In Colorado, where I lived until recently, state officials are doing their best to kneecap the “old energy economy” as they pursue their green dreams.

The administration of Gov. Bill Ritter used a couple of 2007 bills allowing modest revisions in the regulations controlling oil and gas production as the pretext to scrap the old rules and rewrite them, giving environmental activists and NIMBY types unprecedented powers to effectively veto oil and gas production on both public and private land. Oil and gas companies threatened litigation, arguing that the bill didn’t authorize such a sweeping change in the rules. So the legislature passed another bill earlier this year codifying the new regulations. (And the industry sued anyway.)

This is a big deal in Colorado because in 2007, an institute affiliated with the Colorado School of Mines, the state’s elite engineering school, concluded that energy production was the state’s largest industry, accounting for 6.1 percent of gross state product, giving oil and gas drilling a larger stake in the economy than tourism.
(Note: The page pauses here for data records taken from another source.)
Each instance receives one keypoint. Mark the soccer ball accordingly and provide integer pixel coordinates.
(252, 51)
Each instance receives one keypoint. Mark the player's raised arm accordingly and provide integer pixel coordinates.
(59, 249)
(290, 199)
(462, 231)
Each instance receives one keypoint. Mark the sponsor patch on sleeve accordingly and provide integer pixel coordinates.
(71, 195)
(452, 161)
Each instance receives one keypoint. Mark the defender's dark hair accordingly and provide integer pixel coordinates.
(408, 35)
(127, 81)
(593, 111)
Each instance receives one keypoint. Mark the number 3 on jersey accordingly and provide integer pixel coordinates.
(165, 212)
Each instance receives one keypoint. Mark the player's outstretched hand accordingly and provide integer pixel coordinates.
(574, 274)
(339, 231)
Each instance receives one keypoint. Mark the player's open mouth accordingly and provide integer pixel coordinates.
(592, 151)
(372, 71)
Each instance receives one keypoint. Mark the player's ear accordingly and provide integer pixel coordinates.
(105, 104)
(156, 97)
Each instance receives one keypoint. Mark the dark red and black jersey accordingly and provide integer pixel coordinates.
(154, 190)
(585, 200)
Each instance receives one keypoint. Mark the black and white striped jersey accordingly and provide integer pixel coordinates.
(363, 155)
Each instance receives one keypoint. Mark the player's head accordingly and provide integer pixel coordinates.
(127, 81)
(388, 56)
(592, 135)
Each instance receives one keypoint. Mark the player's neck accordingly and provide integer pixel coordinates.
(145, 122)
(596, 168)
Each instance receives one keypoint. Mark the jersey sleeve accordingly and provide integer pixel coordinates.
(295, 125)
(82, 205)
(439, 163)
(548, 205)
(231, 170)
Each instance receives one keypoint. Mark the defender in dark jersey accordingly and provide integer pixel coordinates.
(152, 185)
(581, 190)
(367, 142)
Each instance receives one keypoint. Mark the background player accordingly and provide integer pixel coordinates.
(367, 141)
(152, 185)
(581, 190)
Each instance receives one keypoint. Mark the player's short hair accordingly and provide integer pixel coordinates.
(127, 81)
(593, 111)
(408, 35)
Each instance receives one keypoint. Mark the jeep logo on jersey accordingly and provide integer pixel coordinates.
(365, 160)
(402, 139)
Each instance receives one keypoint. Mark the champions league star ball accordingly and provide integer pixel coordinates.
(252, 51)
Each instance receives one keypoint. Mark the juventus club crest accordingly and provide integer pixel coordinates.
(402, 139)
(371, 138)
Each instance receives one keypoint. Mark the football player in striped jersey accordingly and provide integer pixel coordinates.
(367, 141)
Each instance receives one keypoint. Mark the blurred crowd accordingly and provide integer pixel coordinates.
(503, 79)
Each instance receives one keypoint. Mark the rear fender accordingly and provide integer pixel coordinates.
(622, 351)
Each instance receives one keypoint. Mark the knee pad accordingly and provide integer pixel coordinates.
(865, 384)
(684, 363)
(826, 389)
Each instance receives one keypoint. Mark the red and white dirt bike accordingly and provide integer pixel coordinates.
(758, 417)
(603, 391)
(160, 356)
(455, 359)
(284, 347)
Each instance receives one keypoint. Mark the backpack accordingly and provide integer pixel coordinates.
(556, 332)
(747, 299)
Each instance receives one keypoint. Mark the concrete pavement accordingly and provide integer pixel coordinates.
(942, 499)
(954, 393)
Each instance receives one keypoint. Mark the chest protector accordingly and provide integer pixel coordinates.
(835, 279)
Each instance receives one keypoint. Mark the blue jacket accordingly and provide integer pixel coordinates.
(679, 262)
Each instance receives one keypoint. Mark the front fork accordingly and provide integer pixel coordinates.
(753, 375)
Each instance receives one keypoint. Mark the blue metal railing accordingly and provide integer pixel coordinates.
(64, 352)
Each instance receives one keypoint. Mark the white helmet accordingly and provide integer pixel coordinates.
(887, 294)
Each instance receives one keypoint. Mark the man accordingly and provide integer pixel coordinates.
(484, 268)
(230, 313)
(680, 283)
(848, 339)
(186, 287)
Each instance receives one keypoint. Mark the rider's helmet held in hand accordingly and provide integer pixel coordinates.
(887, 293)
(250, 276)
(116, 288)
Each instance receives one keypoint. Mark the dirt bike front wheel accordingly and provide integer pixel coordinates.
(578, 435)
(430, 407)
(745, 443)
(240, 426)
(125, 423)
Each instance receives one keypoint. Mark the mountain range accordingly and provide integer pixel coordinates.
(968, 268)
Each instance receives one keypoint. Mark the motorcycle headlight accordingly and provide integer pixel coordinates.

State tax revenues on oil and gas production have soared from $32 million in 2003 to $250 million last year. But the state is expecting only $40 million in the next fiscal year.

To be sure, part of the drop in revenues can be attributed to falling natural gas prices and the slumping economy. But energy companies also say that the rollout of the new oil and gas rules told drillers they should move their rigs to states with friendlier regulatory environments.

“Obviously, with the economic downturn, the state government has
created an uncertain business environment where companies might be more
comfortable to Louisiana or Texas,” said Nate Strauch, [Colorado Oil and Gas Association]
communications coordinator.

“Colorado’s
permitting already takes longer than the national average. Under the
new rules, after the permit has been approved, different entities can
come in and challenge the action. Surface owners can come in and
second-guess the decision. So can the Department of Public Health and
the Division of Wildlife. This gives them a second bite of the apple
after being involved in the process already if they don’t like the
results,” he told OGJ in an Apr. 24 phone interview.

Ritter’s made other moves stifling oil and gas production. For instance, he stalled federal officials who had worked seven years drafting rules that expanded drilling on the Roan Plateau — which sits atop the largest untapped pool of natural gas resources in the lower 48 states — so that they didn’t take effect until the final weeks of the Bush administration. Interior Secretary Ken Salazar, who was a Colorado U.S. senator before last year’s election, has long opposed new wells on the Roan, so Ritter’s game of Four Corners wound up placing those resources beyond reach.

The quickest way to make the “new energy economy” the primary generator of jobs in the energy industry is by strangling fossil fuel producers with higher taxes and draconian regulations. And that’s no way to help consumers or restore the health of the economy.